A minha colega e amiga Urtélia Silva disse-me ter apreciado as últimas crónicas minhas publicadas no O Despertar (não sei de qual gostou mais ou se só o último mereceu a critica positiva da minha sábia amiga). De qualquer maneira, todos eles possuíam pequenos textos que em linguagem popular, utilizavam trocadilhos, provérbios ou cores que lhe transmitiam uma beleza extraordinária.
A Urtélia, sempre atenciosa, enviou-me um texto muito completo sobre Frei António das Chagas que eu adaptei, deixando para publicação no O Despertar, apenas o que considerei importante dando, assim, sequência aos últimos escritos meus. Obrigado Urtélia.
António da Fonseca Soares ou Padre António da Fonseca ou Frei António das Chagas foi um homem ousado e de génio arrebatado que deixou lendárias muitas das suas proezas. A vida, tal como a obra de Frei António das Chagas ilustram bem a mentalidade barroca da época, ambas cheias de contrastes e peripécias.
Poeta e prosador, deixou, em quase todos os cancioneiros manuscritos da época, expresso o seu talento, nomeadamente, nos dois mais importantes, a Fénix Renascida e o Postilhão de Apolo, obras suas.
Escreveu nos mais diversos géneros poéticos: sonetos, madrigais, romances, décimas, glosas e dois poemas heróicos — Mourão Restaurado e Canto Panegírico à Vitória de Elvas. A perfeição das formas e a temática dos seus poemas centra-se sobretudo na efemeridade da vida, nos desenganos a que estamos sujeitos, mas também em assuntos de circunstância.
Bastante apreciado como poeta, atingiu também grande fama como pregador, devido ao modo pouco convencional de pregar. Na prédica, havia quem lhe estranhasse a forma como organizava as procissões de penitência e como se esbofeteava no púlpito, chegando a atirar com o crucifixo para cima do auditório, desde que isso fizesse passar a sua mensagem de uma forma mais clara.
Os seus sermões, sem as agudezas do cultismo e conceptismo, estão reunidos nos Sermões Genuínos, embora as Cartas Espirituais, sejam consideradas a sua obra-prima. Composta por 268 cartas escritas num estilo pitoresco, a obra dá a conhecer melhor o homem que em Lisboa era tratado pelo singelo nome de «o fradinho», e coloca-o entre os grandes cultores da prosa barroca.

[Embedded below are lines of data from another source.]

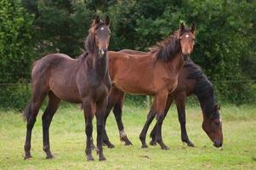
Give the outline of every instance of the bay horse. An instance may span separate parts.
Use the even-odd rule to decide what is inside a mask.
[[[85,133],[87,136],[86,155],[93,161],[91,138],[92,121],[97,119],[97,147],[100,161],[105,160],[102,150],[104,113],[107,105],[107,95],[111,88],[108,71],[107,48],[111,31],[110,19],[99,16],[92,22],[85,41],[87,54],[77,60],[63,54],[52,54],[33,64],[31,71],[32,96],[23,113],[27,121],[25,159],[31,157],[31,131],[42,103],[48,95],[48,104],[42,116],[43,150],[46,158],[53,158],[50,151],[48,128],[60,101],[82,103],[84,108]]]
[[[123,49],[119,52],[141,55],[146,54],[145,52],[130,49]],[[173,101],[175,100],[181,128],[181,140],[182,142],[186,143],[188,146],[193,147],[194,144],[189,139],[185,128],[185,100],[187,96],[196,94],[200,102],[203,114],[202,128],[208,135],[210,139],[213,142],[213,145],[216,147],[221,147],[223,144],[223,133],[222,122],[219,115],[220,106],[216,104],[213,85],[204,75],[201,67],[196,65],[188,56],[185,57],[187,58],[187,60],[185,62],[184,67],[179,76],[178,86],[176,89],[168,97],[164,116],[166,116]],[[119,132],[122,132],[122,136],[120,136],[120,138],[125,142],[126,145],[129,145],[132,144],[132,143],[128,139],[124,132],[123,123],[122,122],[122,107],[123,100],[124,98],[120,99],[120,100],[116,102],[115,105],[113,105],[113,112],[117,120]],[[155,105],[155,103],[152,105],[147,116],[147,121],[139,135],[143,147],[147,147],[145,144],[145,136],[148,128],[156,116]],[[150,144],[151,145],[156,144],[156,124],[151,133],[151,137],[152,139]],[[105,134],[104,141],[109,147],[114,146],[109,141],[106,134]]]
[[[112,106],[123,99],[125,93],[153,95],[157,120],[156,141],[162,150],[168,149],[162,139],[164,110],[168,95],[177,87],[178,76],[184,65],[183,54],[190,54],[193,50],[195,27],[194,23],[191,27],[181,23],[178,31],[144,55],[108,53],[112,87],[105,121]],[[122,133],[120,132],[121,136],[123,136]]]

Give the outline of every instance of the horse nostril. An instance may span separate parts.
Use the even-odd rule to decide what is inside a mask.
[[[217,148],[219,148],[222,146],[222,142],[218,142],[217,140],[215,140],[213,145]]]

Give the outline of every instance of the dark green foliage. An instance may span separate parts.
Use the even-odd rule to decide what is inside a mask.
[[[46,54],[77,56],[91,20],[109,14],[111,50],[148,50],[179,29],[181,21],[195,22],[191,58],[213,81],[218,99],[255,101],[255,82],[247,82],[256,79],[255,1],[22,0],[26,11],[20,1],[0,2],[1,82],[26,81],[31,61]],[[131,99],[139,105],[145,100]]]

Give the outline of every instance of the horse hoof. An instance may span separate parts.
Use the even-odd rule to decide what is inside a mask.
[[[126,142],[124,143],[124,145],[129,146],[129,145],[133,145],[133,144],[132,144],[130,141],[126,141]]]
[[[187,144],[189,147],[195,147],[195,144],[194,144],[192,142],[188,142],[188,143],[186,143],[186,144]]]
[[[162,150],[169,150],[170,148],[164,144],[164,145],[161,146],[161,149]]]
[[[155,140],[151,140],[150,142],[150,144],[152,145],[152,146],[155,146],[155,145],[156,145],[156,142]]]
[[[101,157],[100,157],[99,161],[100,161],[100,162],[105,161],[105,156],[101,156]]]
[[[115,145],[110,143],[107,144],[107,147],[111,149],[111,148],[115,148]]]
[[[24,160],[29,160],[29,159],[31,159],[31,158],[32,158],[32,156],[31,156],[31,155],[26,155],[25,156],[24,156]]]
[[[88,162],[92,162],[92,161],[94,161],[94,157],[92,156],[87,156],[87,161]]]

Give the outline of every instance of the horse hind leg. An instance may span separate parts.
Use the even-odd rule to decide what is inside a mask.
[[[52,122],[52,119],[56,112],[60,99],[56,97],[53,92],[48,93],[48,106],[42,116],[43,122],[43,150],[46,153],[46,158],[53,158],[53,155],[50,151],[50,144],[49,144],[49,134],[48,129]]]
[[[165,110],[164,110],[164,117],[167,116],[173,101],[174,101],[174,98],[172,96],[168,95],[167,104],[166,104],[166,107],[165,107]],[[150,142],[151,145],[156,145],[156,123],[154,128],[152,129],[152,131],[151,133],[151,141]]]
[[[35,89],[35,88],[34,88]],[[38,91],[40,89],[40,91]],[[42,88],[37,88],[33,90],[32,97],[29,102],[27,108],[24,113],[26,122],[26,142],[24,145],[25,157],[24,159],[29,159],[31,157],[31,133],[34,124],[37,121],[37,116],[38,114],[39,109],[43,104],[43,101],[47,94],[47,91],[42,91]]]
[[[117,123],[118,130],[119,130],[119,135],[120,135],[120,140],[124,141],[125,145],[132,145],[132,142],[128,139],[127,134],[124,131],[123,123],[122,121],[122,104],[124,100],[124,94],[122,94],[122,96],[119,97],[119,99],[117,101],[116,105],[113,108],[113,112],[116,117],[116,121]]]
[[[185,142],[188,146],[194,147],[195,145],[190,140],[185,128],[185,94],[182,94],[175,99],[181,130],[181,141]]]
[[[156,116],[156,108],[155,108],[155,102],[154,102],[154,104],[151,106],[151,110],[147,116],[146,122],[145,122],[145,123],[141,130],[141,133],[139,134],[139,139],[140,139],[140,142],[142,144],[141,148],[148,147],[145,143],[145,136],[146,136],[146,133],[149,129],[149,127],[150,127],[151,123],[152,122],[155,116]]]

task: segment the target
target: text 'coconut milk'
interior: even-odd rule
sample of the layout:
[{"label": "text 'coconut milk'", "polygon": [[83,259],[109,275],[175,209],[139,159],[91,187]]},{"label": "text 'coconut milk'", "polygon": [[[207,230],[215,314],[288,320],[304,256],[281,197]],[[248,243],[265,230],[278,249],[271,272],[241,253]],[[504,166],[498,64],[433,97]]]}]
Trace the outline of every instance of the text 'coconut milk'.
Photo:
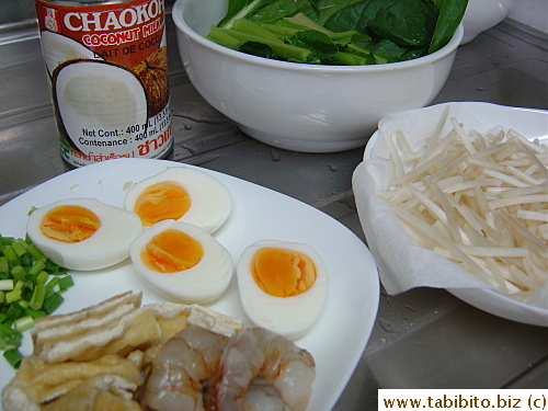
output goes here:
[{"label": "text 'coconut milk'", "polygon": [[35,0],[61,157],[163,158],[173,144],[163,0]]}]

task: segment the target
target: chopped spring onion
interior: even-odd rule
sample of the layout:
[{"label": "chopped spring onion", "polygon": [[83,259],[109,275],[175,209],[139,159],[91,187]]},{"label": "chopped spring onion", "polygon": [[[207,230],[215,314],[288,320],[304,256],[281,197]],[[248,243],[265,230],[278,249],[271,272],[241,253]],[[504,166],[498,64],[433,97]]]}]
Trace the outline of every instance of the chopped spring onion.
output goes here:
[{"label": "chopped spring onion", "polygon": [[18,368],[22,332],[34,319],[48,316],[64,301],[75,282],[68,270],[55,264],[26,237],[0,235],[0,351]]}]

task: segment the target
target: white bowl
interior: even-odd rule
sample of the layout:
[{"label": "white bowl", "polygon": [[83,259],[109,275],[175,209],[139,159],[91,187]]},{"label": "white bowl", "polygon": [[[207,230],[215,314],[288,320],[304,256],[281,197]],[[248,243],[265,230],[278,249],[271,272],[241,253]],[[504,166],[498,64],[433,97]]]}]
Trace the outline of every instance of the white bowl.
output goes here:
[{"label": "white bowl", "polygon": [[217,45],[203,35],[227,0],[178,0],[172,9],[186,73],[202,96],[265,144],[307,152],[364,146],[378,121],[429,104],[453,67],[463,26],[432,55],[377,66],[276,61]]},{"label": "white bowl", "polygon": [[469,0],[463,16],[465,35],[460,44],[470,43],[478,34],[506,19],[512,3],[513,0]]},{"label": "white bowl", "polygon": [[359,221],[383,285],[390,295],[414,287],[445,288],[464,301],[498,317],[548,327],[547,283],[528,297],[522,296],[522,299],[491,288],[460,265],[430,249],[415,246],[403,225],[377,196],[390,182],[389,149],[384,135],[401,129],[411,147],[423,145],[424,139],[433,135],[447,105],[449,115],[463,123],[467,130],[473,128],[486,134],[501,125],[529,139],[538,138],[548,144],[548,112],[541,110],[452,102],[385,117],[367,142],[364,160],[354,171],[352,180]]}]

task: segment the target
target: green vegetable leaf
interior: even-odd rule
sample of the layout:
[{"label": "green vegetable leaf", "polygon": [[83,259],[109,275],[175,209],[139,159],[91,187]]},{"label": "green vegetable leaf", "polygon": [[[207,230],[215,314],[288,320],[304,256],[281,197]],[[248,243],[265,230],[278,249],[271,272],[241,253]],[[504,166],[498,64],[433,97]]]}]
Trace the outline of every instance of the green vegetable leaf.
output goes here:
[{"label": "green vegetable leaf", "polygon": [[466,8],[468,7],[468,0],[435,0],[435,2],[442,2],[442,7],[429,47],[429,54],[437,52],[449,42],[463,21]]},{"label": "green vegetable leaf", "polygon": [[436,26],[436,12],[422,0],[399,0],[378,10],[368,27],[381,38],[400,46],[430,44]]},{"label": "green vegetable leaf", "polygon": [[320,60],[328,59],[339,52],[336,44],[327,34],[316,30],[297,32],[293,37],[288,37],[286,43],[310,49],[312,56]]}]

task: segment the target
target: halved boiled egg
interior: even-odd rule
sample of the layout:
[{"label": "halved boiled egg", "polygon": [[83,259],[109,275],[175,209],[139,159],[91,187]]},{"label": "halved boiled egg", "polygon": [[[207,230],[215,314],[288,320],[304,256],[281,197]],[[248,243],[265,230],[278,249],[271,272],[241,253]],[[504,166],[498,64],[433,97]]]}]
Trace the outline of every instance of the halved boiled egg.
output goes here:
[{"label": "halved boiled egg", "polygon": [[189,167],[170,167],[135,184],[124,207],[149,227],[165,219],[190,222],[208,232],[228,218],[232,202],[227,187],[214,176]]},{"label": "halved boiled egg", "polygon": [[94,198],[67,198],[35,209],[26,232],[54,263],[70,270],[99,270],[129,256],[142,231],[139,217]]},{"label": "halved boiled egg", "polygon": [[129,250],[135,271],[157,293],[182,302],[220,297],[232,278],[232,259],[207,231],[163,220],[147,228]]},{"label": "halved boiled egg", "polygon": [[308,244],[255,242],[243,250],[237,277],[242,307],[251,321],[289,339],[306,333],[326,304],[326,266]]}]

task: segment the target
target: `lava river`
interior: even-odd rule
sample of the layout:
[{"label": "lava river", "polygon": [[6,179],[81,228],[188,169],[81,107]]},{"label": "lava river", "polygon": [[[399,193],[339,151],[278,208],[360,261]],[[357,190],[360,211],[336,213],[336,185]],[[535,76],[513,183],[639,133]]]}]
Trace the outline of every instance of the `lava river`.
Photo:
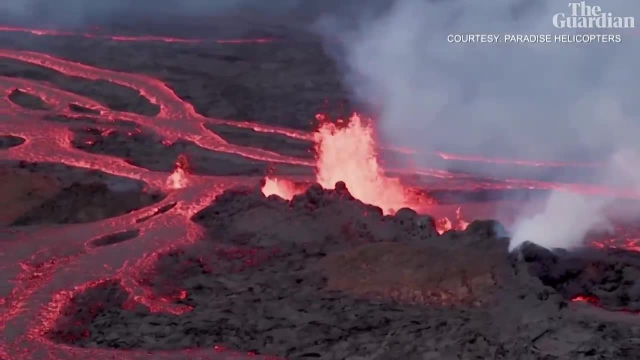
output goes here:
[{"label": "lava river", "polygon": [[[12,28],[3,28],[0,30],[28,31],[38,35],[68,35]],[[84,34],[81,36],[94,35]],[[180,39],[148,37],[109,37],[109,38],[131,41],[181,41]],[[267,40],[257,39],[253,42],[263,41]],[[202,229],[189,218],[210,204],[218,194],[230,186],[239,184],[252,185],[260,180],[258,177],[206,176],[191,174],[188,165],[189,160],[184,158],[177,160],[175,171],[169,174],[138,167],[120,158],[79,150],[72,145],[72,133],[65,124],[42,120],[43,115],[51,113],[70,117],[78,116],[77,113],[70,110],[71,104],[95,110],[96,115],[83,114],[83,116],[99,118],[106,131],[109,127],[117,127],[116,119],[124,119],[157,134],[163,138],[163,143],[166,145],[184,140],[216,152],[237,154],[272,164],[292,164],[316,170],[315,177],[300,176],[294,179],[278,174],[269,175],[263,188],[267,195],[277,194],[291,198],[303,191],[305,184],[317,182],[330,188],[337,181],[344,181],[354,196],[365,202],[379,206],[386,212],[411,207],[422,212],[436,214],[439,218],[441,231],[463,228],[467,221],[476,217],[491,216],[495,209],[491,208],[490,205],[483,213],[465,204],[438,205],[427,195],[428,193],[404,184],[403,179],[408,178],[410,176],[419,176],[435,179],[438,186],[445,190],[560,188],[583,193],[627,197],[632,195],[622,190],[588,184],[555,183],[527,179],[481,179],[462,173],[449,172],[442,168],[383,169],[376,158],[378,149],[371,124],[357,116],[340,126],[334,122],[320,121],[318,129],[312,133],[252,122],[210,119],[196,113],[193,106],[180,99],[162,81],[148,76],[97,69],[33,52],[0,49],[0,56],[45,67],[68,76],[105,80],[131,88],[140,92],[160,109],[156,116],[116,111],[97,101],[56,88],[47,83],[0,77],[0,135],[17,136],[25,140],[21,145],[1,151],[0,157],[2,160],[55,163],[95,169],[141,180],[149,188],[163,189],[168,193],[166,198],[152,206],[98,222],[63,227],[27,226],[0,229],[0,238],[3,240],[0,274],[3,277],[2,283],[10,284],[0,288],[0,359],[264,358],[250,354],[226,351],[218,347],[153,353],[81,348],[54,343],[44,336],[52,328],[65,306],[75,294],[105,281],[117,281],[127,290],[129,299],[127,300],[127,306],[143,306],[152,311],[176,314],[190,311],[187,307],[173,304],[166,296],[154,294],[144,284],[138,281],[135,276],[136,271],[148,267],[154,254],[197,240],[202,234]],[[44,99],[48,109],[33,110],[17,106],[9,100],[10,94],[15,89]],[[204,127],[205,124],[211,124],[250,128],[311,141],[316,145],[316,156],[312,160],[299,158],[261,149],[233,145]],[[410,152],[410,150],[406,149],[396,151],[399,153]],[[508,163],[522,167],[572,168],[576,166],[575,164],[545,164],[464,157],[444,153],[429,156],[439,158],[445,164],[456,161],[482,161]],[[394,175],[389,175],[390,174]],[[160,215],[149,217],[157,213]],[[148,218],[148,220],[137,221],[143,218]],[[127,243],[125,256],[122,248],[117,247],[91,246],[93,241],[106,236],[132,232],[137,234],[137,238],[135,241]],[[635,236],[632,234],[626,236],[630,239],[629,247],[632,247]],[[598,243],[603,247],[626,246],[624,241],[615,240]],[[242,252],[228,255],[259,257],[259,254]],[[181,295],[179,292],[173,296]]]}]

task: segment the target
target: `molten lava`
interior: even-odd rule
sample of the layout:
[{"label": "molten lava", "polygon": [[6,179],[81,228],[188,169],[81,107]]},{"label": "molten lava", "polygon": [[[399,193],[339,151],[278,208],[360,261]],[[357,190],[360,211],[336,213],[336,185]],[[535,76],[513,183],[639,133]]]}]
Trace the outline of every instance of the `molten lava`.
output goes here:
[{"label": "molten lava", "polygon": [[187,174],[189,172],[187,157],[180,154],[175,162],[175,169],[166,179],[166,187],[169,189],[182,189],[186,187]]},{"label": "molten lava", "polygon": [[[42,35],[77,35],[47,30],[7,28],[0,28],[0,31],[26,31]],[[96,37],[121,40],[133,38]],[[145,37],[135,38],[139,41],[159,40]],[[161,40],[172,41],[167,38]],[[200,238],[202,229],[190,218],[210,204],[224,189],[237,184],[255,183],[257,180],[191,174],[186,158],[184,157],[179,157],[175,170],[170,175],[135,166],[120,158],[83,151],[72,145],[68,124],[44,120],[44,110],[24,109],[12,103],[8,97],[16,88],[24,89],[44,99],[50,106],[47,111],[55,115],[70,118],[77,116],[70,111],[68,106],[70,104],[76,104],[98,111],[99,115],[86,115],[92,117],[97,122],[104,124],[114,122],[115,119],[124,119],[136,123],[140,127],[150,129],[167,139],[166,144],[171,143],[173,140],[184,139],[212,151],[234,154],[257,161],[315,167],[316,181],[321,184],[332,188],[336,182],[344,181],[355,197],[365,202],[378,205],[387,213],[401,207],[413,207],[419,202],[397,179],[385,175],[376,157],[371,124],[365,124],[357,116],[354,116],[345,124],[323,124],[314,134],[264,124],[209,119],[196,113],[193,106],[179,97],[169,86],[157,79],[97,69],[33,52],[0,49],[0,57],[47,67],[60,72],[63,76],[104,80],[132,88],[151,102],[157,104],[161,109],[159,113],[154,117],[118,111],[95,100],[55,88],[47,83],[0,77],[0,117],[2,120],[0,121],[0,135],[25,140],[20,145],[0,152],[1,160],[53,163],[84,168],[141,180],[152,187],[166,186],[173,190],[168,192],[166,198],[152,208],[140,209],[113,218],[61,227],[0,229],[3,240],[3,247],[0,251],[0,268],[6,279],[12,281],[6,282],[7,286],[11,286],[10,290],[5,289],[7,291],[0,294],[0,304],[2,304],[0,306],[0,330],[10,329],[10,331],[0,333],[0,359],[176,359],[175,354],[171,352],[151,354],[146,351],[131,351],[121,355],[100,349],[72,348],[54,343],[43,334],[54,328],[55,322],[61,316],[62,309],[68,305],[72,295],[90,287],[99,286],[106,281],[105,279],[114,279],[122,284],[129,294],[127,306],[145,306],[150,311],[172,313],[184,310],[184,306],[177,302],[188,294],[180,289],[175,289],[174,293],[169,294],[171,299],[161,299],[157,294],[151,293],[152,290],[145,288],[144,282],[139,281],[140,274],[136,270],[149,268],[148,263],[157,259],[156,254],[161,251],[168,251],[173,247],[191,243]],[[316,161],[310,161],[261,149],[229,143],[216,134],[205,131],[202,125],[205,122],[249,127],[264,133],[276,133],[296,138],[312,140],[315,142],[317,152]],[[110,124],[109,126],[115,125]],[[453,160],[451,154],[447,154],[446,157]],[[480,161],[479,159],[465,160]],[[538,163],[522,165],[540,166]],[[522,179],[490,182],[479,181],[465,174],[447,172],[442,169],[427,169],[420,172],[439,179],[458,181],[454,185],[449,185],[452,188],[563,188],[590,194],[620,196],[629,194],[618,189],[592,184]],[[411,172],[414,172],[411,170]],[[266,179],[263,191],[267,195],[277,194],[291,199],[302,190],[289,180],[271,176]],[[637,198],[637,194],[633,196]],[[456,221],[452,222],[449,219],[438,220],[440,224],[438,231],[444,232],[447,229],[466,227],[467,223],[462,220],[459,208],[456,218]],[[86,246],[88,240],[131,230],[140,231],[140,235],[131,243],[134,246],[120,248],[125,249],[125,252],[109,247]],[[627,238],[634,240],[632,243],[620,245],[620,243],[607,241],[603,243],[603,246],[634,246],[634,249],[637,250],[636,242],[638,241],[638,236],[630,234]],[[4,241],[5,240],[7,241]],[[37,240],[37,243],[35,243],[35,240]],[[246,250],[249,255],[244,252],[241,254],[246,258],[243,259],[243,261],[246,260],[246,263],[252,264],[255,261],[253,258],[261,259],[261,256],[253,255],[252,252],[254,250]],[[211,352],[221,349],[220,347],[214,347],[212,349],[195,350],[188,355],[191,359],[213,358]]]},{"label": "molten lava", "polygon": [[373,128],[353,114],[346,125],[325,122],[314,134],[316,181],[333,188],[344,181],[356,199],[392,213],[409,208],[407,190],[399,179],[388,177],[378,163]]}]

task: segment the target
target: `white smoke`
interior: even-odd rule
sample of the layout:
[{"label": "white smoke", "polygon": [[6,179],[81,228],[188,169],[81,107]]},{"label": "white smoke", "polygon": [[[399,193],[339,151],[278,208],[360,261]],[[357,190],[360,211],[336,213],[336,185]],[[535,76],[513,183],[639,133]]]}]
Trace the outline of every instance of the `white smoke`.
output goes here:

Vamos agora oferecer aos leitores um Soneto, obra-prima do trocadilho, escrito no século XVII por Frei António das Chagas. Assim o fazemos para dar corpo aos dois textos anteriores já publicados. Hoje são os trocadilhos que, quando bem enquadrados pelos autores nas suas publicações, ensinam o povo e transformam-nos em aquietas obras de arte. Aqui fica um poema-soneto do «Fradinho» com a designação CONTA E TEMPO (Trocadilho). Leiam – no com atento, caros amigos.
Deus pede estrita conta de meu tempo.
E eu vou, do meu tempo, dar-lhe conta.
Mas, como dar, sem tempo, tanta conta,
Eu, que gastei, sem conta, tanto tempo?
Para dar minha conta feita a tempo,
O tempo me foi dado, e não fiz conta.
Não quis, sobrando tempo, fazer conta.
Hoje, quero fazer conta, e não há tempo.
Oh, vós, que tendes tempo sem ter conta,
Não gasteis vosso tempo em passatempo.
Cuidai, enquanto é tempo, em fazer conta!
Pois, aqueles que, sem conta, gastam tempo,
Quando o tempo chegar, de prestar conta,
Chorarão, como eu, o não ter tempo…
Glorifico o Talento, Digo Eu.
(A minha vénia agradecida à Wikipédia, a Enciclopédia Livre e à Urtélia Silva, sem as quais não seria possível a publicação (ainda que o teor enviado tenha sido modificado de forma muito ajustada).